Оставшаяся часть вечера и половина ночи прошли за курсовиком. Я хорошо понимал, что пока
Как и обещал Лиде, я передал привет и благодарность соседке. Соседка ехидно улыбнулась и ничего мне не сказала. «И не надо, — решил я. — Промолчать иногда тоже бывает хорошо, во всяком случае, это не наговорить гадостей, как Федоренко».
Единственное, что напоминало мне о Лиде, это запах печенья. Сверток лежал на столе, но я решил, что пока не допишу курсовик, к нему не притронусь.
Не поставив перед собой такого условия, я рисковал удариться в раздумья и потратить время совершенно нерационально. Через три часа копания в книгах, бумагах и ксерокопиях журнальных статей все было готово. От бешеной партии, сыгранной на клавиатуре компьютера, побаливали косточки на пальцах.
Поглощая испеченное Лидой печенье, я с гордостью заметил, что за день сделал три важных дела: вернул письма, узнал для себя много нового и закончил этот чертов курсовик. Пожалуй, тот день был одним из самых продуктивных в моей жизни. Пафосные слова, но других на ум как ни странно не пришло.
С утра я распечатал курсовую работу, подшил ее в первую попавшуюся под руку папку и перед лекцией демонстративно положил на стол перед Федоренко. Он посмотрел на меня, но промолчал, видимо, сказать было нечего. Разыграв эту сцену, я уже беспрепятственно мог пребывать в своих делах и раздумьях, упрекнуть меня было не в чем. Кто знает, может, в такой же ситуации был и дедушка Лиды, в мыслях у которого была не одна только учеба.

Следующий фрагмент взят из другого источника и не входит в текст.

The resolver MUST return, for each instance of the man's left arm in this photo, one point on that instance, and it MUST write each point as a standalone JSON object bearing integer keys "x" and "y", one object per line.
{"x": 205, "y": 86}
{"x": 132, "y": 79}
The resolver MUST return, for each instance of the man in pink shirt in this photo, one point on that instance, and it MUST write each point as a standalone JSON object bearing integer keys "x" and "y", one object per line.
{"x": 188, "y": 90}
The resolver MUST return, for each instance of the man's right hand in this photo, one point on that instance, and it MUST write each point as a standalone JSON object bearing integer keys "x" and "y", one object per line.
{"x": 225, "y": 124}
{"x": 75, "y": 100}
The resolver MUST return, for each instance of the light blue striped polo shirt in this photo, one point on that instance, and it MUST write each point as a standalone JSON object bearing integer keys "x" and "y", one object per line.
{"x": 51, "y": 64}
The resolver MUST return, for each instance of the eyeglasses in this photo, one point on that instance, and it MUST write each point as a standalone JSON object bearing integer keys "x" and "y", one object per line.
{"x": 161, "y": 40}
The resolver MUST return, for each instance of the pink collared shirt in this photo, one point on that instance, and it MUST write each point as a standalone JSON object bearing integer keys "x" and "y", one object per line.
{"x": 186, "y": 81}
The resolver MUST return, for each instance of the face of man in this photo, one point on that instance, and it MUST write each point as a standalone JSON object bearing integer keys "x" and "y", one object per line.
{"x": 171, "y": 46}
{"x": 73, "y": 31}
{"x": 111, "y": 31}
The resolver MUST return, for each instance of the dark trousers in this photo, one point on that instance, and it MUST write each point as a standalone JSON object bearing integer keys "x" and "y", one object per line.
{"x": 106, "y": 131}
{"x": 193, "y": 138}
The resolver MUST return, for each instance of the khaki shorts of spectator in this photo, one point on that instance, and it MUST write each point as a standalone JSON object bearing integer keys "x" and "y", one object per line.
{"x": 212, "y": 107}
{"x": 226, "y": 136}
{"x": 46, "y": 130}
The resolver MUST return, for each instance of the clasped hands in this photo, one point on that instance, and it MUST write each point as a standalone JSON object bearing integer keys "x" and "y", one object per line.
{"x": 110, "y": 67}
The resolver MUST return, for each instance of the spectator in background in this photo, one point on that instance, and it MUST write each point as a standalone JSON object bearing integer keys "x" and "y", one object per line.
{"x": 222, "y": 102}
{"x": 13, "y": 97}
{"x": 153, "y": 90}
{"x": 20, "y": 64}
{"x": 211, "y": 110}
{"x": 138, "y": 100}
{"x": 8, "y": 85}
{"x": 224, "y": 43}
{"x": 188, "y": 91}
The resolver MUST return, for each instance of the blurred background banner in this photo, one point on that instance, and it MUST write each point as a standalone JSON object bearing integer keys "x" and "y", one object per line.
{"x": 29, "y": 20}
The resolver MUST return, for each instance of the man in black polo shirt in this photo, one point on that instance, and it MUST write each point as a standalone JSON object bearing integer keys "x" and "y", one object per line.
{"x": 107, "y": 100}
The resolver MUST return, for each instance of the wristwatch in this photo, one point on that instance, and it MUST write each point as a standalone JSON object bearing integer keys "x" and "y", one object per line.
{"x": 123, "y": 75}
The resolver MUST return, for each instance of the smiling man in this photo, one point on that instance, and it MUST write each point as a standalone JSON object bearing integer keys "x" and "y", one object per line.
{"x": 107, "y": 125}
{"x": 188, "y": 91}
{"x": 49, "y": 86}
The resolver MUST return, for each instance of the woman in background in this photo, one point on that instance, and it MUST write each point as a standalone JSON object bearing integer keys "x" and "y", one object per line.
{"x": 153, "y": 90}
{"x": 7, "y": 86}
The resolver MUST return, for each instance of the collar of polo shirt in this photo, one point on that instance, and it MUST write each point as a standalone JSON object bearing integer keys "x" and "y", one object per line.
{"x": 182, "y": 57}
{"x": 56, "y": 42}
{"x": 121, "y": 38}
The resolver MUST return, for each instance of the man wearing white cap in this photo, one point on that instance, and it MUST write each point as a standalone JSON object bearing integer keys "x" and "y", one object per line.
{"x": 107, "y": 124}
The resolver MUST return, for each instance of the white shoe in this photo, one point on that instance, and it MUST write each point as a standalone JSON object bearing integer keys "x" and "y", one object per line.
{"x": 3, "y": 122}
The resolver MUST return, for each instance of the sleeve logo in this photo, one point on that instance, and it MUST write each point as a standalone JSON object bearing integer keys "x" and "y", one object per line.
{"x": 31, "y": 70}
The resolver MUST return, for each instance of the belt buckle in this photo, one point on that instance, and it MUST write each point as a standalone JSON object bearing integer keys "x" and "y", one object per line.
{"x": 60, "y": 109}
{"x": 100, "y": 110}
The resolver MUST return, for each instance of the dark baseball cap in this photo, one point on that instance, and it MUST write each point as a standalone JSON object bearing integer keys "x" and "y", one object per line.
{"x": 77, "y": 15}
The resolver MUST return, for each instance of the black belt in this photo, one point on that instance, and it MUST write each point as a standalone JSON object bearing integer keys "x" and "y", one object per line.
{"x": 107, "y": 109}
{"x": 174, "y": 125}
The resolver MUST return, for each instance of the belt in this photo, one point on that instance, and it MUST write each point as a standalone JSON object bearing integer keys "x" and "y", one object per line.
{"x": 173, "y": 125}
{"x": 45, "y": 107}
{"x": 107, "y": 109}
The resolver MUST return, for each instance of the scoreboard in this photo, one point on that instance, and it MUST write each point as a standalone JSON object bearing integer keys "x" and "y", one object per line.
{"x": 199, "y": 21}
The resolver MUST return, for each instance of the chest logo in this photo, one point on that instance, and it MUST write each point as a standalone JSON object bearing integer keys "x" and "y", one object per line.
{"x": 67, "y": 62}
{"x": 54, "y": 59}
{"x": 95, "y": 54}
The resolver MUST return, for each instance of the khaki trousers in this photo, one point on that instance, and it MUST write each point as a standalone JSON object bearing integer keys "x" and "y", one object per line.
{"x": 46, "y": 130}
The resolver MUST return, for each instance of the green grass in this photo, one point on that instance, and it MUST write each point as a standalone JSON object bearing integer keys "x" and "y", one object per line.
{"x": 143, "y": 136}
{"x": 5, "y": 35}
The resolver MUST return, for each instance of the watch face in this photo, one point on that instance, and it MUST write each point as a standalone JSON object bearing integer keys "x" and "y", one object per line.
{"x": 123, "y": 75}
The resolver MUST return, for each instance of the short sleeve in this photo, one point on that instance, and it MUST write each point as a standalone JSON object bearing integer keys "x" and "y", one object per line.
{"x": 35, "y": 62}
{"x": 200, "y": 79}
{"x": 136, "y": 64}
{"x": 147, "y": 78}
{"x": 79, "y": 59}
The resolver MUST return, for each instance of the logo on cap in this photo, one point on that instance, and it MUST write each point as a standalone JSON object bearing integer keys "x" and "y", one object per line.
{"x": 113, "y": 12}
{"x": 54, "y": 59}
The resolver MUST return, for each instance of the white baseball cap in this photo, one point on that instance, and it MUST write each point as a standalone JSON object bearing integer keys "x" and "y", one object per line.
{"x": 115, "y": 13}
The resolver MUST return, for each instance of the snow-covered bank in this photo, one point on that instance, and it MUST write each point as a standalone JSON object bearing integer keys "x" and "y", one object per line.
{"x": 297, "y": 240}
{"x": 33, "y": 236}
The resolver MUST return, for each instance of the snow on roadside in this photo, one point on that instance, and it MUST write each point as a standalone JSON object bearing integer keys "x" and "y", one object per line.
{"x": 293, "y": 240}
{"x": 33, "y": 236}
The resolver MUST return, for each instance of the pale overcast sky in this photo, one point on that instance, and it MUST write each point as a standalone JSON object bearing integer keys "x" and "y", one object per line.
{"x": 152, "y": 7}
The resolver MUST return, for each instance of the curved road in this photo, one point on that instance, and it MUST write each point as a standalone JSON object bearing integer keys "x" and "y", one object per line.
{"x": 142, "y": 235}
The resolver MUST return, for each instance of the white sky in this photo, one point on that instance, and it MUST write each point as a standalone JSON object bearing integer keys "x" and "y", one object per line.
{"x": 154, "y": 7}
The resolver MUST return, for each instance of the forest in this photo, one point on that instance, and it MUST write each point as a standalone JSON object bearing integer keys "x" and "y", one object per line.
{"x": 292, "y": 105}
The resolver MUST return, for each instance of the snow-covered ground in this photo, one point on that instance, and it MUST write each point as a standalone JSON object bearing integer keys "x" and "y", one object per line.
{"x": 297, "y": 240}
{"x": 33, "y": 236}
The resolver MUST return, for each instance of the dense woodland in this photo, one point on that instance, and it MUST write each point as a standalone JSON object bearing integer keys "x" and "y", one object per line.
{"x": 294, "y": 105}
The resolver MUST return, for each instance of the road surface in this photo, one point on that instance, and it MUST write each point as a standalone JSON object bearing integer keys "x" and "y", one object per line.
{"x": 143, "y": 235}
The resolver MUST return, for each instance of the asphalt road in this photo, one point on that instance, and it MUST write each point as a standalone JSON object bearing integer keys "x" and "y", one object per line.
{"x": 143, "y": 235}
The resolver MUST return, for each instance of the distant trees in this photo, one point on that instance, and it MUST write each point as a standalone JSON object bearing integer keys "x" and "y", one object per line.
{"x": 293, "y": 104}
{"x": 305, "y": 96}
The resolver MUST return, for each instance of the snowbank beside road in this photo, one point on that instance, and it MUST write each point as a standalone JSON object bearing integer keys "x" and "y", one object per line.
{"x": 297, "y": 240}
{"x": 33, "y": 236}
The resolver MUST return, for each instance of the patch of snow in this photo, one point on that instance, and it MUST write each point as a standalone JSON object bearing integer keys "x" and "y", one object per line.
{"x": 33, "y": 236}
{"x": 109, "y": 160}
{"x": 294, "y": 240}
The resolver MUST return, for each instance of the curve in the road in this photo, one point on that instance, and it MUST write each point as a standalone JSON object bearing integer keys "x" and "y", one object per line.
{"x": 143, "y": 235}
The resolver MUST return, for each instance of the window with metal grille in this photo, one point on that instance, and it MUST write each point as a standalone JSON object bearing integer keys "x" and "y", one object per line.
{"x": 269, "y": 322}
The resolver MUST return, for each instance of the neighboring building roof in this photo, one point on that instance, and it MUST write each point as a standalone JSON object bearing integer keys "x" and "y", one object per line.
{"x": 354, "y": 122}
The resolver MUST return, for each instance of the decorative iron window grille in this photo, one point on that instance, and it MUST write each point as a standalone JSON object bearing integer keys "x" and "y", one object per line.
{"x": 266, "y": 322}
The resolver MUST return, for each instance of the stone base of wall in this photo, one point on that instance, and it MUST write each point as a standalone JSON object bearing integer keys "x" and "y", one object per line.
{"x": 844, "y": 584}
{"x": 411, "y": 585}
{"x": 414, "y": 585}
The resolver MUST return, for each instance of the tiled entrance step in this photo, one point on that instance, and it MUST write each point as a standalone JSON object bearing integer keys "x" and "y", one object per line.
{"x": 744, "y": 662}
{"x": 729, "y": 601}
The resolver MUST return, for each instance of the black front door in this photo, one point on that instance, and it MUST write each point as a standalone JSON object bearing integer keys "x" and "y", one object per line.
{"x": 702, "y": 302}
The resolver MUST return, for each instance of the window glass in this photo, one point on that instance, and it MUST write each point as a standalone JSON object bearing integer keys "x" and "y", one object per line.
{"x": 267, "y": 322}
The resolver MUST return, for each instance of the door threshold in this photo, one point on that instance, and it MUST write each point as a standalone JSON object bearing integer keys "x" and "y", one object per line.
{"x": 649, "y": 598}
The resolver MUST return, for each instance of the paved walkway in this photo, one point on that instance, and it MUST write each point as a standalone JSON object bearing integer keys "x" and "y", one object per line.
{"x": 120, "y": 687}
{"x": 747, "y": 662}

Умереть в двадцать шесть. Нет, этого не может быть просто потому, что не может. Я задавался вопросом, почему тогда это не возведено в культ, не воспето, не пересказано в псевдолегендах на западный манер? Я слышал о «Клубе 27». Заблудившийся в порошках и таблетках Курт Кобейн, не рассчитавшая дозу в попытках заглушить депрессию Дженис Джоплин, героически захлебнувшийся в собственной блевотине Джимми Хендрикс. Их пороки стали способом прославления, творчество и гениальность подчас перед ними отступают. А Лида? С ней совсем другое. Чем тише умираешь, тем меньше шансов, что о тебе вспомнят, что тебя будут обожествлять последующие поколения, бунтарские и совсем непохожие на предыдущие. Покойся с миром, мир о тебе забыл.
Все эти не совсем здоровые мысли мной завладели настолько сильно, что я не услышал, как в моей сумке зазвонил телефон. Все слышали, даже Федоренко, а я не слышал. Закон подлости: все из ряда вон выходящие происшествия со мной случаются как раз в тот момент, когда он ведет занятие, и, напрягая память, пытается изложить хоть что-нибудь дельное.
— Ну, что на этот раз? — под общий гогот смачно процедил Федоренко, улыбаясь и демонстрируя блеск серебряных зубных коронок.
— Извините, — это единственное, что я мог сказать, открывая сумку и отыскивая в ней телефон.
Я сбросил звонок. Все стихло. Федоренко успокоился и углубился в свои пустые размышления о наследственности.
«Незнакомый номер, кто это мог быть? — спросил я у себя и машинально хлопнул себя ладонью по лбу. Согласен, привычка, с которой нужно бороться, — Лида!»
— Что? Уже хлещешь себя? Стыдно стало? — Федоренко будто следил за мной, за каждым моим движением. — Или сдал курсовик и радуешься? Ну, посмотрим, и не таких обламывали.
«Пошел ты…», — мысленно послал я его, а сам заулыбался. Говорят, если на тебя орет и не может остановиться какой-нибудь шизофреник, то нужно прореагировать тоже как-нибудь не совсем адекватно, по-идиотски улыбнуться или показать язык.